PHOTO MATTHEW BRUCH/AFP

Les États-Unis ont mené les 23 et 24 août des frappes aériennes contre des positions de groupes armés pro-iraniens dans la province de Deir Ez-Zor, dans le nord-est de la Syrie, “menées en représailles à des attaques imputées ce mois-ci à Téhéran contre ses intérêts dans le pays”, indique le journal francophone libanais L’Orient-Le Jour.

Le 15 août dernier, la base militaire américaine d’Al-Tanf, située dans le sud de la Syrie, à la frontière avec l’Irak, a été visée dans une attaque au drone, imputée par Washington aux milices pro-Téhéran.

La riposte ne s’est pas fait attendre, l’armée américaine menant les 22 et 23 août des frappes ciblées contre des bunkers utilisés à des fins de stockage d’armes et de munitions par ces milices pro-iraniennes en Syrie.

En retour, ces dernières lancent des attaques à la roquette contre deux bases américaines – Conoco et Green Village – situées dans le Nord-Est syrien, mais elles se heurtent à une riposte musclée de l’armée américaine – qui déploie avions, hélicoptères, et soldats au sol – causant la mort de quatre de leurs combattants.

Quelles conséquences sur l’accord nucléaire ?

Cette escalade intervient à un “moment clé” des négociations entre Washington et Téhéran autour d’un nouvel accord sur le nucléaire iranien, qui semble plus proche que jamais.

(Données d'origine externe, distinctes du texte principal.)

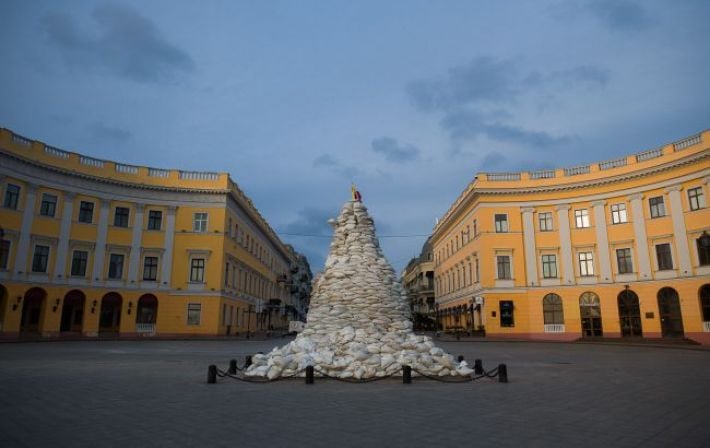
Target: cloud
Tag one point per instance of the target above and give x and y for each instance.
(394, 151)
(101, 132)
(481, 99)
(328, 161)
(311, 221)
(127, 45)
(620, 15)
(483, 79)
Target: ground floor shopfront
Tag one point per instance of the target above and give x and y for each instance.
(655, 309)
(44, 311)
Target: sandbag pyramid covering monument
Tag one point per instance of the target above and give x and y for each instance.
(358, 324)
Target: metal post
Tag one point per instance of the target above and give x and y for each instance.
(212, 374)
(502, 373)
(406, 374)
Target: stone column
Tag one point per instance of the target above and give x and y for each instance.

Dans un message au Congrès, le président américain Joe Biden a justifié les premières frappes américaines contre les stocks de munition.

“J’ai ordonné les frappes du 23 août afin de protéger et défendre la sécurité de nos forces […] et pour dissuader l’Iran et les groupes armés soutenus par l’Iran de s’attaquer de nouveau aux forces et aux positions américaines.”

Néanmoins, explique le chercheur américain Nicholas Heras, à L’Orient-Le Jour : “Washington et Téhéran ne souhaitent pas que la situation dégénère en une guerre de plus grande ampleur, car ce n’est dans l’intérêt d’aucun des deux pays.”

Dans ce contexte, “les États-Unis paraissent opter pour une dissociation du dossier syrien et celui du nucléaire, constate le quotidien libanais. Une logique qui n’est pas sans rappeler celle de l’Iran, qui utilise régulièrement, en marge des tractations diplomatiques, ses proxies [intermédiaires] en Irak et en Syrie pour intensifier la pression sur les États-Unis.”